AM「もちろん、企業と仕事する場合は自分だけの作品ではないので、風通しよく、コミュニケーションしやすく作るんですが、今回は自由に作ることができたので、ちょっと意地が悪い感じになったかもしれませんね」

PW「意地が悪いというと?」

AM「チクッと刺したいというか、まろやかじゃないというか、そういう部分が自分の中にあるんですね。ちょっとイビツなものに愛着を感じるというか」

PW「なるほど」

AM「う〜ん、でも定かではないですね。別に意地悪するつもりで作ったわけではないので(笑)。今日の気持ちと明日の気持ちは違いますから、また違うこと言うかもしれない(笑)」

PW「わかりました。あくまで今日のお気持ちということでお聞きします(笑)」

AM「そうそう、今日は一昨日買ったカメラで、説明書も読まずに行き当たりばったりの撮影をしているんですが、そういう即興系が好きですね。きっと読めばすぐ分かることもあるかもしれないんですけど、でも読まない(笑)。なんか同じことを繰り返したり、同じ道を通るのが嫌なんですよね…」

PW「アマノジャク的というか、パンク魂というか(笑)、なんだか分かる気がします。さてさて、それでは最後の質問です。アラキさんは現在妊娠中ということですが、“妊娠”という状態は、作品に影響を及ぼしていますか?」

AM「もちろん影響はあると思いますよ。

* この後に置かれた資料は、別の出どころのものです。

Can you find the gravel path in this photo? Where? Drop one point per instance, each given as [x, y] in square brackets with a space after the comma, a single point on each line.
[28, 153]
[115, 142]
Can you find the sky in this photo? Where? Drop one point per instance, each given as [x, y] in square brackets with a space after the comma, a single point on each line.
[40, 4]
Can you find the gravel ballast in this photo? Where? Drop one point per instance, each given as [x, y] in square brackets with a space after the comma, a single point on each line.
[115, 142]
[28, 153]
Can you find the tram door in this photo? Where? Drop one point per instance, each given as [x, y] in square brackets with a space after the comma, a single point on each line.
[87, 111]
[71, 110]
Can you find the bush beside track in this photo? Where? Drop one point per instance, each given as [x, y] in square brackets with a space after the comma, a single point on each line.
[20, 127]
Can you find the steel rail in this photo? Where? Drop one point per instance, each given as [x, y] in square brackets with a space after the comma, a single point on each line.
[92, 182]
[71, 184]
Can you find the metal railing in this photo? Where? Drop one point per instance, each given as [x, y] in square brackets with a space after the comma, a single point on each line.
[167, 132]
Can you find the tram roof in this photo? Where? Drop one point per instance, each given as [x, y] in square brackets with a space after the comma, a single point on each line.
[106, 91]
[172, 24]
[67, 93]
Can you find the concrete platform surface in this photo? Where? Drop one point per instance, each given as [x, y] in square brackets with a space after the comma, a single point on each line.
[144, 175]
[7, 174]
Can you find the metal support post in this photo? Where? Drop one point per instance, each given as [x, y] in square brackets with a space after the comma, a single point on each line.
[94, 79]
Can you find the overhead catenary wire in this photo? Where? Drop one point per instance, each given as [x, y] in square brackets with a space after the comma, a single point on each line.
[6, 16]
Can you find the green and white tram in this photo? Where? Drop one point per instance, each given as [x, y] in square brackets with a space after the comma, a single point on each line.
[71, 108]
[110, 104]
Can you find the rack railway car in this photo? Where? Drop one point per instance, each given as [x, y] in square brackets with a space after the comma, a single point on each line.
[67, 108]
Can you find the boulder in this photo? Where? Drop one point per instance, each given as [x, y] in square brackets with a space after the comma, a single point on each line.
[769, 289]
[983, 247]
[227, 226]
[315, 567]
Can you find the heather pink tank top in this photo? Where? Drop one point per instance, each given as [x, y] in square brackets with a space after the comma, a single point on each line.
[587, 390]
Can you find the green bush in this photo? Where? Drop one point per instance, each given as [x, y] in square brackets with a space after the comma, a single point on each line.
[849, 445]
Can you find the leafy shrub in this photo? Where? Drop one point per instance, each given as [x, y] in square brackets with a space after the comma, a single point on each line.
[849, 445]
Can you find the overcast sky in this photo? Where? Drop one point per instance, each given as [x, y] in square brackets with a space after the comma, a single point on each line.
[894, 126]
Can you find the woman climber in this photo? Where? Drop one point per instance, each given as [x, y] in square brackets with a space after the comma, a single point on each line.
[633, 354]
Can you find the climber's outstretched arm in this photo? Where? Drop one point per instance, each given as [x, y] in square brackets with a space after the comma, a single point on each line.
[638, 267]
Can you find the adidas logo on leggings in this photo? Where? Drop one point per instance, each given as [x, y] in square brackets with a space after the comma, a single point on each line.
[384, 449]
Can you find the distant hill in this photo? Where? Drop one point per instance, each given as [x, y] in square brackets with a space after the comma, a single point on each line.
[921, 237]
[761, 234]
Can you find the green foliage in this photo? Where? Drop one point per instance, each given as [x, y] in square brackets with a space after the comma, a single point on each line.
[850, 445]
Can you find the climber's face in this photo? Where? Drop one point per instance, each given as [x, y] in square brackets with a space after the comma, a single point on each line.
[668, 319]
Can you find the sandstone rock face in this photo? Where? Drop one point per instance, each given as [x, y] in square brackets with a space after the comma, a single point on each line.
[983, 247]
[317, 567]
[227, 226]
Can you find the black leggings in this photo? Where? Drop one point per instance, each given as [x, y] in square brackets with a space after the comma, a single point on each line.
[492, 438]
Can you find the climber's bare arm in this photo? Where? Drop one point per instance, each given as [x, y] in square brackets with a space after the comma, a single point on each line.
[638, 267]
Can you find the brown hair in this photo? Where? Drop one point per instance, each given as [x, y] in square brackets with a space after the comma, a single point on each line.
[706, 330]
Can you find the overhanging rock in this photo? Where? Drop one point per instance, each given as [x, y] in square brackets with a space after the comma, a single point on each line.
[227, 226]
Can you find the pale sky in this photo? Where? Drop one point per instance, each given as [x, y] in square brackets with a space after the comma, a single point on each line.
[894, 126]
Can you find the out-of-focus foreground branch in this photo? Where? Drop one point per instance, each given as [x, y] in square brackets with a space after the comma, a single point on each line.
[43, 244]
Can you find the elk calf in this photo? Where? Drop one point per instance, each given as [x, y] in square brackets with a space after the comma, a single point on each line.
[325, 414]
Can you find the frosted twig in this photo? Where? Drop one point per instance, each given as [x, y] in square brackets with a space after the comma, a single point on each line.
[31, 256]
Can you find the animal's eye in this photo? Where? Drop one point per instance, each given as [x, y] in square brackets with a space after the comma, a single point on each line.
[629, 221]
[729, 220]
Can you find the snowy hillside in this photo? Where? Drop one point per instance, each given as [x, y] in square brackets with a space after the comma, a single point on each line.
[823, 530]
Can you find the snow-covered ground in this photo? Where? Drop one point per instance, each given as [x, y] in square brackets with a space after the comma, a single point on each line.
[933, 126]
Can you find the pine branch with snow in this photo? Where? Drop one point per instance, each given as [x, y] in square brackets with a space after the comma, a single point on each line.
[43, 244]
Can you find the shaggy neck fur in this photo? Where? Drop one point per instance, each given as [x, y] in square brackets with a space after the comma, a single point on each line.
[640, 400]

健康だったり、病気だったり、明るい気持ちだったり、暗い気持ちだったり。そういう状態は作品に影響してきますよね。妊娠て…、なんだろう?なんか、根を詰めない感じかな…。おおらかな感じとも違うし、決して健康的でもない…」

PW「…」

AM「どちらかっていうと、エイリアンに寄生されている感じが近いかな?」

PW「!?」

AM「自分の中に愛おしい異物がいる、そういう感じですね。でもまあ、とにかくボ〜ッとしてることが多かったですが(笑)」

PW「(笑)。今回はありがとうございました。アラキさんの今後のご活躍を期待しております」


 
 
 
アラキミドリ
 
アラキミドリ:
1990年に多摩美術大学グラフィック科卒業後、雑誌『装苑』『ELL DECO』のスタイリングを兼ねた編集者として出版社に勤務。その後、1997年にライフスタイル誌『gap』を編集長として立ち上げる。1999年のインテリアデザインムーブメント『HAPPENING』を契機に、編集周辺から離れ、デザインとアートの境界線上で制作を開始。海外でのインテリアデザインイベントにも参加しはじめる。2002年秋から、フランス政府の文化奨学給付金を得て、パリとマルセイユのアーティストレジデンスに滞在。パリとドイツのカールスルーエで展覧会を開催する。2004年に帰国し、日本での活動を再開。現在、国内外での作品発表を続けると同時に、プロダクトデザインをはじめ、オブジェ、空間演出、映像インスタレーション、雑誌の企画連載、書籍出版、企業とのコラボレーションなど、多軸に表現の場を広げている。